The pituitary gland is located about one to two inches directly behind the bridge of your nose. It is the gland in the body once referred to as the master gland. This name was appropriate because no hormones are secreted in the body unless first told to do so by other hormones from the pituitary gland. For instance, if extra thyroid hormones are needed, the pituitary will send out a hormone called thyroid stimulating hormone (TSH). If extra adrenal hormones are required to fight stress, the pituitary will send out a hormone called ACTH. If a woman’s progesterone is low, the pituitary sends out luteinizing hormone (LH). If low estrogen is the issue, then out goes follicle stimulating hormone (FSH), etc. This response by the pituitary is based on a negative feedback loop. In other words, when a hormone begins to get low, the pituitary must become activated or facilitated so as to increase the low hormone. When a hormone becomes high, the pituitary must become inactivated or inhibited so that the hormone does not become too high (it is the liver’s job to eliminate excess hormone).
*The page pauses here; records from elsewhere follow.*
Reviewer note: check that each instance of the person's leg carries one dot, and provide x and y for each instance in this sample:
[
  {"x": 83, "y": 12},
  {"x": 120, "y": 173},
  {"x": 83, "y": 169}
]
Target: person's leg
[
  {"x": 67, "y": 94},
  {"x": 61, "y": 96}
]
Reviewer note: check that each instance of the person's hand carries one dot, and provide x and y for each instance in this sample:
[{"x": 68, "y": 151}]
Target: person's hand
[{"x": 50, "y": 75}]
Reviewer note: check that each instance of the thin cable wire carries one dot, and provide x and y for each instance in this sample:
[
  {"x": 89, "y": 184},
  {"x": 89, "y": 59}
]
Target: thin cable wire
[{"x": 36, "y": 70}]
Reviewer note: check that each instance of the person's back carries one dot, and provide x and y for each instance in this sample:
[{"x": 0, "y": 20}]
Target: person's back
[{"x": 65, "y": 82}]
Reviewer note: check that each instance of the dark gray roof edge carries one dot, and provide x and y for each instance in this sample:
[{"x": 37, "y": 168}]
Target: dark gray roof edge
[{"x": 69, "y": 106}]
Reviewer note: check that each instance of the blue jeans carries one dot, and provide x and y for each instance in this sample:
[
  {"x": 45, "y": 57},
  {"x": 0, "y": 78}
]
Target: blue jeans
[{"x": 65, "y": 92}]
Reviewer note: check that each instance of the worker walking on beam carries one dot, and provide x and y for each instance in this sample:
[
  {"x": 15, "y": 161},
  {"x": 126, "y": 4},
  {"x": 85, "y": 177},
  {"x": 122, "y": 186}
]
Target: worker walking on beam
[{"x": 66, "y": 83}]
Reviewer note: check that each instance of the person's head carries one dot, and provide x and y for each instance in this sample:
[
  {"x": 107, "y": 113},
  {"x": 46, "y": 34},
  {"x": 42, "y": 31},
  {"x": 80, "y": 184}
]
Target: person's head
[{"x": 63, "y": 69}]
So, what happens if this very important gland does not properly perform its vital functions because it is either over or under stimulated? Since hormones control just about everything, then just about anything symptomatically can potentially occur. The most common problem I see with the pituitary gland is low function or suppression. That is, the pituitary just simply does not respond even when it is supposed to. Therefore, if estrogen drops, a suppressed pituitary gland does not respond with FSH and the net result is continued low estrogen. But here is the tricky part. When the pituitary is functionally suppressed, further suppression equals significant symptoms to the body as a whole. The three most likely pituitary suppressants in my testing are: insulin, white sugar and cortisol. So once again we see that when under stress (cortisol increase) sweets are craved and ingested (sugar) resulting sooner or later in hypoglycemia (insulin surges) or insulin resistance, all of which further suppress the pituitary and dysregulate the hormonal system. There is however another important reason why the pituitary becomes suppressed – too much hormone. Remember that the pituitary, through negative feedback, becomes inhibited by too much hormone. This should rarely happen if the detoxification pathways in the liver are adequate. All too often this is not the case. A sluggish liver will result in high hormonal levels in the body. Eventually, as a protective mechanism by the body, cells will become resistant to the high hormonal levels, because too much hormone is worse than not enough. This phenomenon of hormonal resistance is the reason why a woman who has plenty of estrogen will act as though she has very little (hot flashes, vaginal dryness). If she takes estrogen, she feels terrible. I will discuss these phenomena further in an upcoming newsletter. For now, take
Fixing the problem
To correct a migraine pattern, each of the disrupted areas above must be fixed as much as possible. This is not as hard as it sounds. Chemicals are detoxified; genetics are often overcome with proper enzyme co-factors like zinc and magnesium; stress can be reduced with PAK and emotional balancing; the chemicals of stress modulated; insulin can be managed with a hypoglycemic diet and proper nutrients; and the pituitary itself can be awoken with the correct herbal support (Chaste tree and maca root are often helpful). Correcting migraines with this approach is very often achievable.